Agner Fog says:
The instructions MOVDQA
, MOVDQU
, MOVAPS
, MOVUPS
, MOVAPD
and MOVUPD
are all identical when used with [128 bit] register operands
Then he goes on to say (he's using the aligned versions in his examples, but I'm guessing the same applies for the unaligned variants):
On Intel Core 2 and earlier Intel processors, some floating point instructions are executed in
the integer units. This includes XMM move instructions, Boolean, and some shuffle and
pack instructions. These instructions have a bypass delay when mixed with instructions that
use the floating point unit.

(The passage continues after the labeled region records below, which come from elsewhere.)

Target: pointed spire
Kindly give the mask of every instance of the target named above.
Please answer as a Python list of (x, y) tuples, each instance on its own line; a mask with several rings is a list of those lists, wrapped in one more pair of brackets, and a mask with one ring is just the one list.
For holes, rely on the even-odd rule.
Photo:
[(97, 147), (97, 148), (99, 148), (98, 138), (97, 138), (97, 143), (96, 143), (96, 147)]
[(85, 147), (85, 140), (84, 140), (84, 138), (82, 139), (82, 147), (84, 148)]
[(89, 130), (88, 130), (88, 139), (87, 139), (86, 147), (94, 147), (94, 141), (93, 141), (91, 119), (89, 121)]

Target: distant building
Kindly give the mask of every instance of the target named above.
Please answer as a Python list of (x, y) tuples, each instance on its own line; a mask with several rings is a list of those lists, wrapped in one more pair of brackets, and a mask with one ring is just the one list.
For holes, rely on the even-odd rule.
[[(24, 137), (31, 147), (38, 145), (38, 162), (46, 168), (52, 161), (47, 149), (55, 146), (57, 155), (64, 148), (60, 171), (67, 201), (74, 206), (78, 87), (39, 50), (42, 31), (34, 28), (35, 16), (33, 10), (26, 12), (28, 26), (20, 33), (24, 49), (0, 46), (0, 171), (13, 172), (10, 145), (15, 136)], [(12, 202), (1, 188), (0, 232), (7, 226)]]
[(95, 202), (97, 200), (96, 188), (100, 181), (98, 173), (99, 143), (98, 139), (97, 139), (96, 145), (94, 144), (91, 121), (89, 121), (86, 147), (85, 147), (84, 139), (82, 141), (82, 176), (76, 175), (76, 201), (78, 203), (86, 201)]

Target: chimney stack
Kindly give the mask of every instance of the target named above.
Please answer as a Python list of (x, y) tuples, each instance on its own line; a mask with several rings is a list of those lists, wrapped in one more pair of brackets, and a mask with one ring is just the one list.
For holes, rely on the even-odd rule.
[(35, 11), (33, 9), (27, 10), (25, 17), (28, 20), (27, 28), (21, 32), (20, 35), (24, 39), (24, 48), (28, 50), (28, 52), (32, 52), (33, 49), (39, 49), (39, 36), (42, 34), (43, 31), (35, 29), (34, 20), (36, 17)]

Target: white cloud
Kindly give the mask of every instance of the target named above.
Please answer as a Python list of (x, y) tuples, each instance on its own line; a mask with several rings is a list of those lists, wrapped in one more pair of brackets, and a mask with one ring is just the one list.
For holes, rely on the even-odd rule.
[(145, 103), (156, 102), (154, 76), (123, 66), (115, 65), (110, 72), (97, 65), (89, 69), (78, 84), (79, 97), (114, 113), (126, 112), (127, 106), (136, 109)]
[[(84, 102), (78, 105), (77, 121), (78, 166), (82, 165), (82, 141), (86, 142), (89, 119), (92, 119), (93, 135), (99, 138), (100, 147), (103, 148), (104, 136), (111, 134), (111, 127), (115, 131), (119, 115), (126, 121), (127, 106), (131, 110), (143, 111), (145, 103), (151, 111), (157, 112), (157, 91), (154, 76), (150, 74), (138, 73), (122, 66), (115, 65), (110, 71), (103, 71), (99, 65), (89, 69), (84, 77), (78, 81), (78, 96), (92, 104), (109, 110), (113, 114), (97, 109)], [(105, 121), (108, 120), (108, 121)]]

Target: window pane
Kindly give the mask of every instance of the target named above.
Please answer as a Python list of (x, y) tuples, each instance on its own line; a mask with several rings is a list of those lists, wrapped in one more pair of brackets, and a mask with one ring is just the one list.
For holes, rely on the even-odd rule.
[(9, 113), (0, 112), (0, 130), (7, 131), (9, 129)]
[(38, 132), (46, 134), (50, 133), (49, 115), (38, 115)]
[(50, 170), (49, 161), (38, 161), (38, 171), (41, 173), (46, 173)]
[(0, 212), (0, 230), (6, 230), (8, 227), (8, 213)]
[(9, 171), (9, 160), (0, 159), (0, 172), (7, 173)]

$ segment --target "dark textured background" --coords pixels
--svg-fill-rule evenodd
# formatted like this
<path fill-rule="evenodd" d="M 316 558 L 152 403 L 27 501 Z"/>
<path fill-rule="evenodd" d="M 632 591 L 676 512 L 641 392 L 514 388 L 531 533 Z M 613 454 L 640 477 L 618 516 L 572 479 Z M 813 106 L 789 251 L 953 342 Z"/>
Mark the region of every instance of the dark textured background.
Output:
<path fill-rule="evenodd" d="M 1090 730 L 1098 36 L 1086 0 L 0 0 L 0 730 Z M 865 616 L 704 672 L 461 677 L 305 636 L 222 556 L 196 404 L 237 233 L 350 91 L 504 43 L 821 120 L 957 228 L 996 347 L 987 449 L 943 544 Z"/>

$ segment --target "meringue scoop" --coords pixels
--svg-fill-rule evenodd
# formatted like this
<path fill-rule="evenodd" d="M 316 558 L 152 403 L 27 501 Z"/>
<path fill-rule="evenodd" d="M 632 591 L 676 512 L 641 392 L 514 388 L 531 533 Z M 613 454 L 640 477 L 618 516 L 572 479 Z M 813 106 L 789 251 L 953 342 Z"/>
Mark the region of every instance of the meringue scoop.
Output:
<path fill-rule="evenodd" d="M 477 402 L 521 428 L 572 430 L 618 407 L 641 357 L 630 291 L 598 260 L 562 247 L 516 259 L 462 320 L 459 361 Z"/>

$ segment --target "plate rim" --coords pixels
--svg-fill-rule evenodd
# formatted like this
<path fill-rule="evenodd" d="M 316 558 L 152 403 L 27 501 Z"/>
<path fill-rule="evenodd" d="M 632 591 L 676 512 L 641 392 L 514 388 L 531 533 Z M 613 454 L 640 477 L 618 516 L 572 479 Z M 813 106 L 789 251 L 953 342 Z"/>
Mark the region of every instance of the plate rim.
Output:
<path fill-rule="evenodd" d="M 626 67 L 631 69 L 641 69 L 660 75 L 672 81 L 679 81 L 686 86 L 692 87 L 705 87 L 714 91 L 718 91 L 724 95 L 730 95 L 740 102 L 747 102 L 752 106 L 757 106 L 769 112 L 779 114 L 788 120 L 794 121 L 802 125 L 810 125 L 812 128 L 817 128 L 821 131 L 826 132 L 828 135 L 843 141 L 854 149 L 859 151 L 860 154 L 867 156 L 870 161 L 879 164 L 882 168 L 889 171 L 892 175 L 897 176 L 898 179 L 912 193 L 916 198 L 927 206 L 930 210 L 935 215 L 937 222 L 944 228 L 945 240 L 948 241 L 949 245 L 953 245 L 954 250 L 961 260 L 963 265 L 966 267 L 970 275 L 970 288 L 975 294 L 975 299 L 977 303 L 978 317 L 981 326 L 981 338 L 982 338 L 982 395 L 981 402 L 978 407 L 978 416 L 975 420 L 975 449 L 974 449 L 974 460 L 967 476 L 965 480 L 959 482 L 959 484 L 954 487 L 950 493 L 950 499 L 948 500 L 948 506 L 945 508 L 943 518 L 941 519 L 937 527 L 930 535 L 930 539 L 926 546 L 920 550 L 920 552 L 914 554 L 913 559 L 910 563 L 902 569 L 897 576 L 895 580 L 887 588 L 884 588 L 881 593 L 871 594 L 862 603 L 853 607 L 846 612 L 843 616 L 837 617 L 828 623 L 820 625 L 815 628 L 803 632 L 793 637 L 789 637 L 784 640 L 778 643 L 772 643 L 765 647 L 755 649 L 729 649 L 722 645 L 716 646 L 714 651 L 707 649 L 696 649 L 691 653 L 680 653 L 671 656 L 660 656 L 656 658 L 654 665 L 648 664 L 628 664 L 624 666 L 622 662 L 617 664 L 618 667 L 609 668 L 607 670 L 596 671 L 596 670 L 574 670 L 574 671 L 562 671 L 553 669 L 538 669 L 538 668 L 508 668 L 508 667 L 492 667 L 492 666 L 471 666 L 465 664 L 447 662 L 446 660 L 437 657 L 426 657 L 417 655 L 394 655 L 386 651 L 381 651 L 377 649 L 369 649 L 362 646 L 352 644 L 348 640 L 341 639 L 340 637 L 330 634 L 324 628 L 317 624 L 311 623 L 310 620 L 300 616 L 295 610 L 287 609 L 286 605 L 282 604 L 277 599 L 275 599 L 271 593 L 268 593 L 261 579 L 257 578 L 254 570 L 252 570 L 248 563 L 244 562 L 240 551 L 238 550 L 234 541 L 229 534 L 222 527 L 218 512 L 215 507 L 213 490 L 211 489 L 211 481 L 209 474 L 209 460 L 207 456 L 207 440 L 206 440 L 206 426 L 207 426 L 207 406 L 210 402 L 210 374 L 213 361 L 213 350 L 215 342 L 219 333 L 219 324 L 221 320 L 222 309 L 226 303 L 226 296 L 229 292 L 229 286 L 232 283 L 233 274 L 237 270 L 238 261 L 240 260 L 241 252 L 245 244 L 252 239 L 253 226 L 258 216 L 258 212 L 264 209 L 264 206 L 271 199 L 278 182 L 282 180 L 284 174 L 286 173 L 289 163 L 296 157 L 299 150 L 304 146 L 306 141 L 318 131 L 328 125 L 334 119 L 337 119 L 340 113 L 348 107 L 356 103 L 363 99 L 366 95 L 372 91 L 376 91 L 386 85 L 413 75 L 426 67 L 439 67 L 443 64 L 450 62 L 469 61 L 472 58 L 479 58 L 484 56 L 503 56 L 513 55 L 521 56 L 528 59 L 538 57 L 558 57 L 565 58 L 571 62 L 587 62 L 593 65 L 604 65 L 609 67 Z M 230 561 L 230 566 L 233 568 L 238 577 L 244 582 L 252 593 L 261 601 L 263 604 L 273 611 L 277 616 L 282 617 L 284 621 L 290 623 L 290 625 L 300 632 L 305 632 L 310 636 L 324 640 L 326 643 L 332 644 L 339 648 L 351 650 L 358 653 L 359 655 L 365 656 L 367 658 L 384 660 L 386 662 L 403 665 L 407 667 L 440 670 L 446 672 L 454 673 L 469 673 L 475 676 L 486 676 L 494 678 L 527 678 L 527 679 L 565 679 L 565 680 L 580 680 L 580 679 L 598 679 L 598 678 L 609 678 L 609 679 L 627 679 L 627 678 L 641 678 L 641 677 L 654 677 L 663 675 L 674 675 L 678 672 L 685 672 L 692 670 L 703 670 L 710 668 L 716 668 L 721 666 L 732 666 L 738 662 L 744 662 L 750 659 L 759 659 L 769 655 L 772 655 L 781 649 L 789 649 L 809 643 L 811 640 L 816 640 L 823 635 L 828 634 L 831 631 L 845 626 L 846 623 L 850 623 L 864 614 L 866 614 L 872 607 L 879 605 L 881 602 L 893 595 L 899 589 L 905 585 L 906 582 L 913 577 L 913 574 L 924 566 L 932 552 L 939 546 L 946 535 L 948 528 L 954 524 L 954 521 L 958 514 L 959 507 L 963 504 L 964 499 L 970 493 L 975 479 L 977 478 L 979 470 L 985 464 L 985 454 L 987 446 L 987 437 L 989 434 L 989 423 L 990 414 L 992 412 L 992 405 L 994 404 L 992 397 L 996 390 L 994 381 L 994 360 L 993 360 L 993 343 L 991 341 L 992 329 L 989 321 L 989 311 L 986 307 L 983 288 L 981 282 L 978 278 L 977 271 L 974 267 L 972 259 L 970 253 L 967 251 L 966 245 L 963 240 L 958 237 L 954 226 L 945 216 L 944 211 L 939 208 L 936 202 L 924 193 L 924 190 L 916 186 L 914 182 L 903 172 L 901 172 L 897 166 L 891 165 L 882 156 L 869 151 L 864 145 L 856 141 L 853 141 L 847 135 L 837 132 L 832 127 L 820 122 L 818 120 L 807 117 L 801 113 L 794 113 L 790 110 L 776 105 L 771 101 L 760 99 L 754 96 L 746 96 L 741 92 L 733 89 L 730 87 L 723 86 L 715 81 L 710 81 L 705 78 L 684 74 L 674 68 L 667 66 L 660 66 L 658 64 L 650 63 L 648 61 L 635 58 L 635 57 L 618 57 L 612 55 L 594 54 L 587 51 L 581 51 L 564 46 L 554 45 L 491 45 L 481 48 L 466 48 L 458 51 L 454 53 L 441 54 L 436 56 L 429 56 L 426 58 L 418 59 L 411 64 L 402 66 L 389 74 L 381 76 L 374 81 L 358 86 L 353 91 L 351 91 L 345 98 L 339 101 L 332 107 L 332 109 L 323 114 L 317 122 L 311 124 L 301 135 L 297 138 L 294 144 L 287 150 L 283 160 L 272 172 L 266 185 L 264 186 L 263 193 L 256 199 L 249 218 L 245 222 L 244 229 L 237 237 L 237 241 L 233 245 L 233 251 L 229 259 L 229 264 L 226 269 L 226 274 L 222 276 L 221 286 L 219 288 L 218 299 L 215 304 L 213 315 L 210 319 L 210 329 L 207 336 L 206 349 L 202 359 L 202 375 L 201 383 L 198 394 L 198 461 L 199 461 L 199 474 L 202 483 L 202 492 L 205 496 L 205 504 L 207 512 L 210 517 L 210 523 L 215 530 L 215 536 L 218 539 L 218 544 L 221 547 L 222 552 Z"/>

On most other processors, the execution unit used is in
accordance with the instruction name, e.g. MOVAPS XMM1,XMM2
uses the floating point unit,
MOVDQA XMM1,XMM2
uses the integer unit.
Instructions that read or write memory use a separate unit. The bypass delay from the
memory unit to the floating point unit may be longer than to the integer unit on some
processors, but it doesn't depend on the type of the instruction. Thus, there is no difference
in latency between MOVAPS XMM0,[MEM]
and MOVDQA XMM0,[MEM]
on current processors,
but it cannot be ruled out that there will be a difference on future processors.
[Y]ou may use MOVAPS
instead of MOVAPD
or MOVDQA
for moving data to or from
memory or between registers. A bypass delay occurs in some processors when using
MOVAPS
for moving the result of an integer instruction to another register, but not when
moving data to or from memory.